I remember arriving at Apple Park to meet a friend/coworker a few years before I retired. Sitting there enjoying the food by one of the huge, curved glass walls, he was distractedly focused on one of the gardeners that Apple employs. This man was out in the center part of Apple Park trimming a plant or something similar.
It was clear that my friend was looking on somewhat enviously and when I asked, he admitted as much.
And I knew too immediately the draw. Before I was old enough for "gainful employment" there was a neighbor who hired my sister and I (I think I was 11, my sister 10) to ride along with him and his kids (our neighborhood friends) and help with his lawn services business.
I know. But this was the 1970's, a small working-class neighborhood in a Kansas suburb… And he paid us by the hour, helped load/unload the lawn mowers. We'd get a free lunch at a "Wiley's" fast-food hamburger joint.
But despite the physical labor of pushing a lawn mower all over someone's yard, there was a curious sense of satisfaction that came from having arrived at a tatty, overgrown lawn but then leaving it looking neat, tidy. It is the usual "sense of accomplishment" that physical labor often metes out that is often more elusive in the white-collar world.
To be sure there's no arguing about the differences in pay—I'm talking strictly about a sense of job satisfaction. (And, over the course of my three decade career as a programmer, the closest to that had been early on when I had full ownership of the code.)

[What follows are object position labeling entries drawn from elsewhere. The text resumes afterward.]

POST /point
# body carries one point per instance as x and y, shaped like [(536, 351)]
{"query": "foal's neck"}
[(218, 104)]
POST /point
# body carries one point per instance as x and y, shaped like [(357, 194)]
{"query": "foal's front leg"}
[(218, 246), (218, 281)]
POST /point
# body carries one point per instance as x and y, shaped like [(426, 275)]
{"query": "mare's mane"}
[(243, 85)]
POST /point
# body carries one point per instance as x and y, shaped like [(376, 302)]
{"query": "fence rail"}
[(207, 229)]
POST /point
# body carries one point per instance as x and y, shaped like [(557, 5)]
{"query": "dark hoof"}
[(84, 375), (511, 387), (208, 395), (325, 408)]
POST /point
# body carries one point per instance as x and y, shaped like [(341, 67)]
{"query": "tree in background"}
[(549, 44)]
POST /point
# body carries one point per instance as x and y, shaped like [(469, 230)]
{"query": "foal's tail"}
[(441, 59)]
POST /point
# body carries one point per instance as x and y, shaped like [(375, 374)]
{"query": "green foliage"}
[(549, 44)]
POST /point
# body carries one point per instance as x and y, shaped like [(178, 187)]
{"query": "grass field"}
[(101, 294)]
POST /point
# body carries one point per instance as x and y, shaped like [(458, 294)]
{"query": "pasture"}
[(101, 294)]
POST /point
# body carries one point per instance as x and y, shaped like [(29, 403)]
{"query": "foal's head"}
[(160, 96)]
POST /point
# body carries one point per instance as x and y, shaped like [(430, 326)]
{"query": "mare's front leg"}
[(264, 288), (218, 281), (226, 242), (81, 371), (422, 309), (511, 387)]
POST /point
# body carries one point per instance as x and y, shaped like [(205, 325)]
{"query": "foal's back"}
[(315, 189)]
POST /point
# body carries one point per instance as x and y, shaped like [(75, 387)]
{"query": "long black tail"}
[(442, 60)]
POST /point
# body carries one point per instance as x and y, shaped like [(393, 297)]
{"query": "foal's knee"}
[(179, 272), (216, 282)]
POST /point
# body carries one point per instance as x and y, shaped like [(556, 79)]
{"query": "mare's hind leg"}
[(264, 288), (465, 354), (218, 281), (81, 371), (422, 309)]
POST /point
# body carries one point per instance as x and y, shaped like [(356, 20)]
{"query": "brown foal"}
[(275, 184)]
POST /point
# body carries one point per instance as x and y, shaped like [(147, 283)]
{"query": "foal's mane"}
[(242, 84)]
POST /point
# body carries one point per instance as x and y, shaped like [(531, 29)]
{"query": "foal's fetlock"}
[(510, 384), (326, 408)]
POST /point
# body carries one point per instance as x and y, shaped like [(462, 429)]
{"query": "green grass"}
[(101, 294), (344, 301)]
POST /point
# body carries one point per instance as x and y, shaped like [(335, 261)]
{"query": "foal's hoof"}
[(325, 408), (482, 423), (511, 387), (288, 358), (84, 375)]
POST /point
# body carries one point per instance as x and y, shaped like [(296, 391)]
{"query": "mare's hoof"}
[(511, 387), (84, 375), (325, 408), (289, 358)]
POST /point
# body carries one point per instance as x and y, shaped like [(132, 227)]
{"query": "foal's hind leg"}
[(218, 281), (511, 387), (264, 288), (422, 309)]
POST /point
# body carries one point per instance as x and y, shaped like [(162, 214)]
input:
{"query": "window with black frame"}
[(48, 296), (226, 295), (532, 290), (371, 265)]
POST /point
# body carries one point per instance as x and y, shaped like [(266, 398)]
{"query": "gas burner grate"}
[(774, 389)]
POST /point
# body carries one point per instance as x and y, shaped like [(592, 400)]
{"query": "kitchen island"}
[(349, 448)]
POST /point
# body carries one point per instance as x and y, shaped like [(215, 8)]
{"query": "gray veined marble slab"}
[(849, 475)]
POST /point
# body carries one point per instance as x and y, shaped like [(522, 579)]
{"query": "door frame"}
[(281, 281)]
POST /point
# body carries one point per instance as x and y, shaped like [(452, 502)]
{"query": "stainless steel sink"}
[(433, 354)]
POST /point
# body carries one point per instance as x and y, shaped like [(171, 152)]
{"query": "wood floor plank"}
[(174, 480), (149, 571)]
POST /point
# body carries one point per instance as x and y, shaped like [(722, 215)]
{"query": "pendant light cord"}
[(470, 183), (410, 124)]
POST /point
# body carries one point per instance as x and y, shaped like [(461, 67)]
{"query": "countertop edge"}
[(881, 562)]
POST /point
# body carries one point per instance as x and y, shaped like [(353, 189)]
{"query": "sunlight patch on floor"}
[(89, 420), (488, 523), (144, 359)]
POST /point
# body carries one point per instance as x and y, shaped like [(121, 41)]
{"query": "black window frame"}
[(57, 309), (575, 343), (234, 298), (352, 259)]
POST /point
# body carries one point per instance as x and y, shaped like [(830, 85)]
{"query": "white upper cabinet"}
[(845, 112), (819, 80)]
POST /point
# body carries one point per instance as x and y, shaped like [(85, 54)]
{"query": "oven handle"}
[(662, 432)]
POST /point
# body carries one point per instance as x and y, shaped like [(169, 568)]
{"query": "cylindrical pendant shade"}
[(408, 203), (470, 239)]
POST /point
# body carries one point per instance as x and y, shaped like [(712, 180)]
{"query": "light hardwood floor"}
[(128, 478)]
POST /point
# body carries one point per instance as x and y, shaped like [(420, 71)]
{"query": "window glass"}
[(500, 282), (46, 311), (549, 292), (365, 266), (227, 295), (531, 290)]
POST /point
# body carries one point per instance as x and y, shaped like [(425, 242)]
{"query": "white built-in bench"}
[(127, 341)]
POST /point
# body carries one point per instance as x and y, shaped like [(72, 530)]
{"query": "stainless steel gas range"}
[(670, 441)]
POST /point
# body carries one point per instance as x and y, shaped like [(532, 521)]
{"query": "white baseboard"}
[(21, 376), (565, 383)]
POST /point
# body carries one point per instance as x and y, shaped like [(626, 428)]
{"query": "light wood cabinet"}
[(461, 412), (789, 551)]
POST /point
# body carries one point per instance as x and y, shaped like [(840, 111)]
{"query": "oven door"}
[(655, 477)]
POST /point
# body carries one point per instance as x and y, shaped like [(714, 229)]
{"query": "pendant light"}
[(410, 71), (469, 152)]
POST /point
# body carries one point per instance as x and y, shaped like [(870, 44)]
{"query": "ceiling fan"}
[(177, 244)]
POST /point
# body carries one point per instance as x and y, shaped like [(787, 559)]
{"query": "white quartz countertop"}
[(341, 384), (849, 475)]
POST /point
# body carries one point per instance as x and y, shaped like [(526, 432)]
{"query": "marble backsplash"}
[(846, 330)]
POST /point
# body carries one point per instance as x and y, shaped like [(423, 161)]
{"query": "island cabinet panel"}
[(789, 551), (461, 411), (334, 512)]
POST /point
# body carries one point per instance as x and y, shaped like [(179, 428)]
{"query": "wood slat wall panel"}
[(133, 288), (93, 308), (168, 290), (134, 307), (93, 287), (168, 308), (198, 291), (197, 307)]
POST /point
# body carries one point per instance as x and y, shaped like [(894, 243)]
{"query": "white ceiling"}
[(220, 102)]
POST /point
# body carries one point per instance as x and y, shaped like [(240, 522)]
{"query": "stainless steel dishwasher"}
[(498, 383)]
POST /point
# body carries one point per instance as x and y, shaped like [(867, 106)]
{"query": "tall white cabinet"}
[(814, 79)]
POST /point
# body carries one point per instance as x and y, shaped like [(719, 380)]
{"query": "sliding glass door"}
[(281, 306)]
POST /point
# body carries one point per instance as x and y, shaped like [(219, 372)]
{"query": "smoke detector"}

I fear this will be horribly self-indulgent, but I'll share it anyway:
I'd always been a computer person, but it wasn't until I'd reached my thirties that I realized I could make a career out of that interest. The joy of programming still gets me out of bed in the morning and sends me skipping happily to my desk in my home office. What I do wouldn't impress anybody at a technical level. I'm not an innovator. The world of software and tech would not suffer if I had never existed. But I like the guy I work for. I like the people I work with. I write stuff that lots of people use. I do it well enough that I can feel decently good about it.
And I'm watching all of what I enjoy in software as a career and craft gradually disappear. Upper management are now all True Believer AI zealots who know, just know, that AI is the future and therefore ensure that it is also the present. They've caused nothing but organizational chaos, shoved out knowledgeable people, in some misguided effort to remake the company in their image, and replaced them with, to me, obvious bullshit artists.
Engineering time and effort that might a few years ago have produced value and good experiences for users now produce mediocre "MCPs," used only internally, that turn out even more mediocre code and tests that don't test anything.
I don't have nearly the chops or talent you and your peers have. I never could have run with you guys or made the mark on the world that you did. What I do, and the processes I follow, are probably the exact stuff that drove you to retirement. Still, I enjoy what I do and hate that it's being taken from me and replaced with something I hate, overseen, in my company's case, by vapor merchants pretending to be visionaries/cutting-edge 'thought leaders.'
I'm glad some of us got to build things when the inmates ran the asylum, and I regret the money and 'progress' that strangled the life and joy out of it for you.
Just an aside: I've really enjoyed everything you've posted on HN and look forward to your comments. Thanks, and cheers.